In the world of automation, it's easy to fall into the trap of writing brittle, one-off scripts. What starts as a simple task to "send an email" quickly morphs into a tangled mess of code that's hard to maintain, impossible to reuse, and a nightmare to debug. But what if we could treat every business task not as a script, but as a clean, standardized, and reusable microservice?
This is the core philosophy behind Actions.do: Actions as Code, Results as Software. By encapsulating any business task into a simple API, you create powerful, composable building blocks for automation. These "Actions" are the fundamental unit of modern, agentic workflows.
But what separates a good Action from a great one? A truly "perfect" Action is atomic, predictable, and resilient. Here are five best practices to help you design and build reusable API tasks that will form the backbone of your automated business processes.
A perfect Action does one thing, and it does it exceptionally well. Resist the temptation to create a single, monolithic "do-everything" Action.
An Action is an API, and the best APIs are self-documenting and predictable. The contract—your defined inputs (payload) and outputs (result)—is your promise to the consumer of the Action.
For example, a send-order-confirmation Action should have a clear input contract:
// Input Payload Schema
{
"customerId": "string",
"orderId": "string",
"items": "array"
}
// Output Result Schema
{
"success": "boolean",
"messageId": "string"
}
In a distributed system, you can never guarantee that an Action will only be executed once. Network glitches or system retries can cause the same request to be sent multiple times. An idempotent Action ensures that repeated executions with the same input don't cause unintended side effects.
The consumer of your Action shouldn't need to know how it works, only what it accomplishes. This abstraction is the essence of turning your business logic into true "Services-as-Software."
Things will go wrong. An Action will fail. The difference between a minor hiccup and a major outage is observability.

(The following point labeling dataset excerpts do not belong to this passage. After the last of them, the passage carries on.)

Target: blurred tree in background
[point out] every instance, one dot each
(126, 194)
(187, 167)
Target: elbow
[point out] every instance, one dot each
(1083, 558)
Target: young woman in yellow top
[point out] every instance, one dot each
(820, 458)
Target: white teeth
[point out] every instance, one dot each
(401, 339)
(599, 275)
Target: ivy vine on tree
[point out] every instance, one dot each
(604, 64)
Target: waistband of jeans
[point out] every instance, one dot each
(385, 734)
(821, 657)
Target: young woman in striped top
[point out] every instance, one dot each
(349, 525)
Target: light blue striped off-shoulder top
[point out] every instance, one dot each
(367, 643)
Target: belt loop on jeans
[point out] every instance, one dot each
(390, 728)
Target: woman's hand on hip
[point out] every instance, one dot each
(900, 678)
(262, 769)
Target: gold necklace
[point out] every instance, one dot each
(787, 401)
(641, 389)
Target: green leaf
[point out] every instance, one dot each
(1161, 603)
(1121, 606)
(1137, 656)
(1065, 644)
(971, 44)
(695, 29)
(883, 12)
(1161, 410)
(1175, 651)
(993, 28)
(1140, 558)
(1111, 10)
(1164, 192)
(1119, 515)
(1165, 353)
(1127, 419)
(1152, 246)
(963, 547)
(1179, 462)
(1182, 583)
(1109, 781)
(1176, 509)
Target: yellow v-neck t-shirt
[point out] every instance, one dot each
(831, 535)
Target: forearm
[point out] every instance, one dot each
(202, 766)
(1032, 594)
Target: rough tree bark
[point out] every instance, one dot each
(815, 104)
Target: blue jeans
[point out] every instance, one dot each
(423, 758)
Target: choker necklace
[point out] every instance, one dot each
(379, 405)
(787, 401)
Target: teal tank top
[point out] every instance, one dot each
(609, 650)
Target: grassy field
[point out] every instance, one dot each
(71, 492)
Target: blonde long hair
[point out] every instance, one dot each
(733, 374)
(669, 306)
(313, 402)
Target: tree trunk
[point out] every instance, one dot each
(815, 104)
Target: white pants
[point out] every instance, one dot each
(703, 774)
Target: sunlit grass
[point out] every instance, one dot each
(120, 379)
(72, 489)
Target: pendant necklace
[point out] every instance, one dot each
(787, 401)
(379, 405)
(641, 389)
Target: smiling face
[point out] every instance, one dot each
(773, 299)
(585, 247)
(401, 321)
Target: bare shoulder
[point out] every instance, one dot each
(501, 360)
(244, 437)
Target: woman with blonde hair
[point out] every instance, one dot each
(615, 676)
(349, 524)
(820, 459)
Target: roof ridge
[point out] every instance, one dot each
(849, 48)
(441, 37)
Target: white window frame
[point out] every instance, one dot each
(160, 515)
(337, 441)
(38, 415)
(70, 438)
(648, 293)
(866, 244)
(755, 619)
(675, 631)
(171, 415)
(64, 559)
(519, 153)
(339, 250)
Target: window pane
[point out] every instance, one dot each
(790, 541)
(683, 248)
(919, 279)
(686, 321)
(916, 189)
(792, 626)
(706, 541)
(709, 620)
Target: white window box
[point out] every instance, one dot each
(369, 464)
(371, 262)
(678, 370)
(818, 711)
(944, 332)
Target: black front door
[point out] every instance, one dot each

Once you've designed your Actions according to these principles, executing them is elegantly simple. With the Actions.do SDK, you can trigger any business task with just a few lines of code, confident that the underlying complexity is handled.
import { dotdo } from '@do-sdk';
// Initialize the .do client with your API key
const client = dotdo.init({ apiKey: 'your-secret-api-key' });
// Execute a pre-defined action by its name with a specific payload
const result = await client.actions.execute({
name: 'send-order-confirmation',
payload: {
customerId: 'cust_1a2b3c',
orderId: 'ord_4d5e6f'
}
});
console.log('Action executed successfully:', result);
// Expected output: { success: true, messageId: 'msg_xyz789' }
By investing time in designing perfect, atomic, and reusable API Actions, you're not just writing code—you're creating a library of valuable, automated business capabilities. You're building a more resilient, scalable, and powerful foundation for all your future Task Automation needs.
Q: What is an 'Action' in the context of Actions.do?
A: An Action is a single, discrete business task (e.g., sending a notification, updating a database, calling a third-party API) encapsulated as a reusable, API-callable service. It's the fundamental building block of agentic workflows on the .do platform.
Q: How are Actions different from serverless functions?
A: While technically similar, Actions are purpose-built for business logic. They come with built-in observability, versioning, security, and are designed to be composed into complex Services-as-Software, abstracting away infrastructure concerns so you can focus on the 'what,' not the 'how'.
Q: Can I chain multiple Actions together?
A: Yes. Actions are designed to be composed into powerful sequences and workflows. You can use our platform to orchestrate multiple Actions, creating sophisticated automations that represent complete business processes.
Q: What happens if an Action fails?
A: The platform provides robust error handling, automatic retries, and detailed logging. Failed executions are captured with their full context for easy debugging, and you can configure alerts or fallback Actions within your workflows.
Q: How do I create a new Action?
A: You can define Actions using our developer SDK. Simply write your business logic in TypeScript or Python, define your expected inputs and outputs, and deploy it to the Actions.do platform. It will instantly become available as a secure, scalable API endpoint.